Tesouros Maçônicos – Avental e malhete de D. Pedro I


 

Este é o primeiro artigo da série “Tesouros Maçônicos”. Nesta apresentaremos alguns objetos raros, únicos e curiosos, bem como a importância histórico-simbólica destes para a Maçonaria. São verdadeiros tesouros da Ordem, espalhados por diversos museus brasileiros. Com o objetivo de divulgar e valorizar tais acervos, esta série pretende, ademais, proporcionar a todos os maçons e estudiosos da Arte Real um retorno ao passado, às histórias relacionadas aos objetos e um sentimento identitário ligado ao patrimônio histórico maçônico.
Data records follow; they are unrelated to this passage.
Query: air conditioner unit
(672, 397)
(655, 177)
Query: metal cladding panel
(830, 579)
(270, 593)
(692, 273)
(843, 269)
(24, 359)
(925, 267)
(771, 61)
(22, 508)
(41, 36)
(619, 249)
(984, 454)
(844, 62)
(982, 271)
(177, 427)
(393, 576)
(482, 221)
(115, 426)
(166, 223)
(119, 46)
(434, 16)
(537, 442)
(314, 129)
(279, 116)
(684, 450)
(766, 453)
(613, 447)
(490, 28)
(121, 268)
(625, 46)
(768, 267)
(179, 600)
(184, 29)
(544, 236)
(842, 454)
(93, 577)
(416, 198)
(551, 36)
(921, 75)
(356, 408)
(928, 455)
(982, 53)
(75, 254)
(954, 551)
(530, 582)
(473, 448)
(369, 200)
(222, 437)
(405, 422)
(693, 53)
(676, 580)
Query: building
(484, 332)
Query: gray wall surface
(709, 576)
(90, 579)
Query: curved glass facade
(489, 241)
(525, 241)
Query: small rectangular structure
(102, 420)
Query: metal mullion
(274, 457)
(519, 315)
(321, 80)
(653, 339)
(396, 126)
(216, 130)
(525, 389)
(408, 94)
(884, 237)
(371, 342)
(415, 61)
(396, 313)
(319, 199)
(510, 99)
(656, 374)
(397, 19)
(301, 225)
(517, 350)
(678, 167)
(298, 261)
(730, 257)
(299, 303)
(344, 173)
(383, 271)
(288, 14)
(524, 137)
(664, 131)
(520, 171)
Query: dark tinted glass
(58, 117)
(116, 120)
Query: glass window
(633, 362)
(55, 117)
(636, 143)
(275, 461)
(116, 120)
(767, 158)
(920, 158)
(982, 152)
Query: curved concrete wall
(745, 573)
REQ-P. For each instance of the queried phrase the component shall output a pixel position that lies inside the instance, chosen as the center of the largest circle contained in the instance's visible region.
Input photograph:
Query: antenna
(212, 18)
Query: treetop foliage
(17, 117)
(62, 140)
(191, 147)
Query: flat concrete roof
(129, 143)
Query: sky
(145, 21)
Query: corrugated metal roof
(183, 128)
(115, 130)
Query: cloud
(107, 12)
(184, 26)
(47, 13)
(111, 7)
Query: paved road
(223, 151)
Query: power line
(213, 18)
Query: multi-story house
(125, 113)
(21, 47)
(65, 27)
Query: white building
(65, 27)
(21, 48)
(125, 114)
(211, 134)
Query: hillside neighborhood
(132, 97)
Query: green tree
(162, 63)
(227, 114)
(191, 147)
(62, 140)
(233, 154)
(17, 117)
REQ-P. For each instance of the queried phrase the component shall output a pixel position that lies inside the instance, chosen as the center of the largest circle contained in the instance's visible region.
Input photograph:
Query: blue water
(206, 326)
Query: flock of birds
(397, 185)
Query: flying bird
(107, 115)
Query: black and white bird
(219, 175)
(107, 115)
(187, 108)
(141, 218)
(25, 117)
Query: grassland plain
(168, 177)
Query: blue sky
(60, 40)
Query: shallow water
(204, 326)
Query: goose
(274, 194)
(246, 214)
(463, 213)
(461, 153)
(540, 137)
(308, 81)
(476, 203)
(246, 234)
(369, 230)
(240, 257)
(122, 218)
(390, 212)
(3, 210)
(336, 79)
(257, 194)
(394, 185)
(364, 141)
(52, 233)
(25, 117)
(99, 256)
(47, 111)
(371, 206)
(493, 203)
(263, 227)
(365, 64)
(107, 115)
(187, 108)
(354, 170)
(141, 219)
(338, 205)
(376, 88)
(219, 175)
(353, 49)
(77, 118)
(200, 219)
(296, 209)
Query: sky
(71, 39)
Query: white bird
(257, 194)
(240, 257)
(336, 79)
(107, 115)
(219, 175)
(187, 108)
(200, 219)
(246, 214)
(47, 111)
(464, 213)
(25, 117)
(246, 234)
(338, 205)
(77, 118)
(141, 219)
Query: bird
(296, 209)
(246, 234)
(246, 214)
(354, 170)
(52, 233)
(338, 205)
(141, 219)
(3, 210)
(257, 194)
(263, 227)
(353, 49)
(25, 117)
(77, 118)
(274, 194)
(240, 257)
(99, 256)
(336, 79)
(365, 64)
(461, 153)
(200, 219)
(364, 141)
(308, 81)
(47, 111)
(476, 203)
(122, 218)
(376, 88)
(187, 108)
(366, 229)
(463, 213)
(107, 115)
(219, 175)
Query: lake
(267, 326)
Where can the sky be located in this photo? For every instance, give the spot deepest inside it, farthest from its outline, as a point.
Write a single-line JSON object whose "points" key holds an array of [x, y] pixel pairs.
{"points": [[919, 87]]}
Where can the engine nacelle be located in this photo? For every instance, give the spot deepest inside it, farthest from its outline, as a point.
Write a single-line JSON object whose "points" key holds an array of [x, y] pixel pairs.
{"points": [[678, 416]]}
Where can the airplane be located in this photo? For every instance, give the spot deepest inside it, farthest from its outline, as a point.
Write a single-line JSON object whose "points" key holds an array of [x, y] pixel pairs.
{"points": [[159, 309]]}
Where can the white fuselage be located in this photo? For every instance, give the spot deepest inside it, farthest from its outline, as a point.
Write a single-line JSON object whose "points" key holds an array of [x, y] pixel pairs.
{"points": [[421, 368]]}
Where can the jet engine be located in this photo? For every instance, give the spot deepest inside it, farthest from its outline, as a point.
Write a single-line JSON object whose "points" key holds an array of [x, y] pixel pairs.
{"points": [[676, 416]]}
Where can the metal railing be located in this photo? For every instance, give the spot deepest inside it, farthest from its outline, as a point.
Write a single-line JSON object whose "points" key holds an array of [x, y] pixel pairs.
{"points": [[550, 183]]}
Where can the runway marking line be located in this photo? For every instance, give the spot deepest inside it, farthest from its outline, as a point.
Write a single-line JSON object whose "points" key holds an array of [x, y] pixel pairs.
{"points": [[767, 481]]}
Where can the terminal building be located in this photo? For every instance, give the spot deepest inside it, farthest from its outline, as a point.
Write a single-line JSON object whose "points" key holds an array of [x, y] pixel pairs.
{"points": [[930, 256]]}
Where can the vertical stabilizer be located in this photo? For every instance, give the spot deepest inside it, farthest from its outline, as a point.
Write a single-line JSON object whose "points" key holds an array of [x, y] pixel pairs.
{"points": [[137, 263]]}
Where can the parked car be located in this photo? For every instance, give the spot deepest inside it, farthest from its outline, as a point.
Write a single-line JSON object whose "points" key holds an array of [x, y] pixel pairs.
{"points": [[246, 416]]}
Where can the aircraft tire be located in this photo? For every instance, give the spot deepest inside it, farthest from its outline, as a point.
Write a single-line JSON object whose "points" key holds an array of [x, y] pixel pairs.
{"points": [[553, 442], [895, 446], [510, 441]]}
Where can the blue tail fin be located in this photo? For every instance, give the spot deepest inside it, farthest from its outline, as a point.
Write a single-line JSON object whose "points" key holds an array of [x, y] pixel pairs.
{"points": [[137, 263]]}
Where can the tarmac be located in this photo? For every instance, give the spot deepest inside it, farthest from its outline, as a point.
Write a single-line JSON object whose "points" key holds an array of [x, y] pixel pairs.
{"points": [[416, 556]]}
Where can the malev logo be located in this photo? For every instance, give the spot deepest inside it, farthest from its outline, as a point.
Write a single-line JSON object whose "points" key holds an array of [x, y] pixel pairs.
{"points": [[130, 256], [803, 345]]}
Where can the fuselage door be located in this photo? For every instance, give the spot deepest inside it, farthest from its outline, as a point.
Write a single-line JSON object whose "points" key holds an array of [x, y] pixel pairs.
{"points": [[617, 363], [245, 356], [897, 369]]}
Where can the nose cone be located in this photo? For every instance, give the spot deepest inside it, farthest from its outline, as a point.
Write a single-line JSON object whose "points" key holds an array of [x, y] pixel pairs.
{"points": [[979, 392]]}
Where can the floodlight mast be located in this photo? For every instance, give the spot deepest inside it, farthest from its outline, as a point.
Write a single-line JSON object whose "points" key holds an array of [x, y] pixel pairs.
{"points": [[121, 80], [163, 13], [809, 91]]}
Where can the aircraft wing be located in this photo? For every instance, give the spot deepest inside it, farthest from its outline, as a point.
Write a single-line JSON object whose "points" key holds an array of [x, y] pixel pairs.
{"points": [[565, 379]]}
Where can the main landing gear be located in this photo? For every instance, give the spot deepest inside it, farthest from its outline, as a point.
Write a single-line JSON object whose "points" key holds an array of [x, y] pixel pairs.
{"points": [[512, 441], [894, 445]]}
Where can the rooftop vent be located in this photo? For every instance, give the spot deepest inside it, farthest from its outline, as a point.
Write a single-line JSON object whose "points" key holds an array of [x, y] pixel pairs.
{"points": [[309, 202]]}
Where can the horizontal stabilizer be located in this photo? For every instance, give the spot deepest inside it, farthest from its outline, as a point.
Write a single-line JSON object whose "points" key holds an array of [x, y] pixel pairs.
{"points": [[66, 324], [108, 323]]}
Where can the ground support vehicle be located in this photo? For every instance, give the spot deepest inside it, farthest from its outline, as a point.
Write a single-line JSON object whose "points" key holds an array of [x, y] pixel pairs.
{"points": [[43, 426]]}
Assim, abrimos esta série de artigos apresentando os objetos maçônicos associados a D. Pedro I e que pertencem ao acervo do Museu Histórico Nacional no Rio de Janeiro.

Vida maçônica de D. Pedro I

Pedro de Alcântara Francisco Antônio João Carlos Xavier de Paula Miguel Gabriel Rafael Joaquim José Gonzaga Pascoal Cipriano Serafim de Bragança e Bourbon (Queluz, Portugal, 1798 – Queluz, 1834), o Imperador do Brasil D. Pedro I, foi iniciado na Maçonaria aos 24 anos de idade na Loja Comércio e Artes, adotando o nome heroico de Guatimozim[1]. Tendo como padrinho José Bonifácio, a sua iniciação ocorreu no dia 02 de agosto de 1822 na Loja Comércio e Artes nº1. Já em 5 de agosto, o primeiro Imperador do Brasil foi exaltado ao Grau de Mestre Maçom.

A despeito de sua rápida passagem pela Maçonaria, a qual ordena a suspensão de todos os trabalhos em 21 de outubro de 1822, o Imperador e Grão-Mestre do Grande Oriente do Brasil atingiu o grau máximo do Rito Moderno, que a época era o Grau 7 – Cavaleiro Rosa-Cruz. Em alguns arquivos históricos é possível encontrar, inclusive, algumas cartas direcionadas a maçons, as quais eram assinadas com as iniciais “I.:P.:M.:R.: +”, que significa: Irmão Pedro, Maçom Rosa-Cruz.

Os objetos e suas relações

Desse modo, passemos para a descrição dos objetos relacionados a D. Pedro I e que se encontram no Museu Histórico Nacional. Doados pela Viscondessa de Cavalcanti em 15 de novembro de 1927, avental, faixa e malhete foram citados em um bilhete (imagem 1) escrito a próprio punho pela doadora como tendo pertencido a D. Pedro I. É o único documento que relaciona tais objetos ao Imperador. Assim, não se pode confirmar ou descartar que tais objetos tenham realmente pertencidos ao 2º Grão-Mestre do GOB.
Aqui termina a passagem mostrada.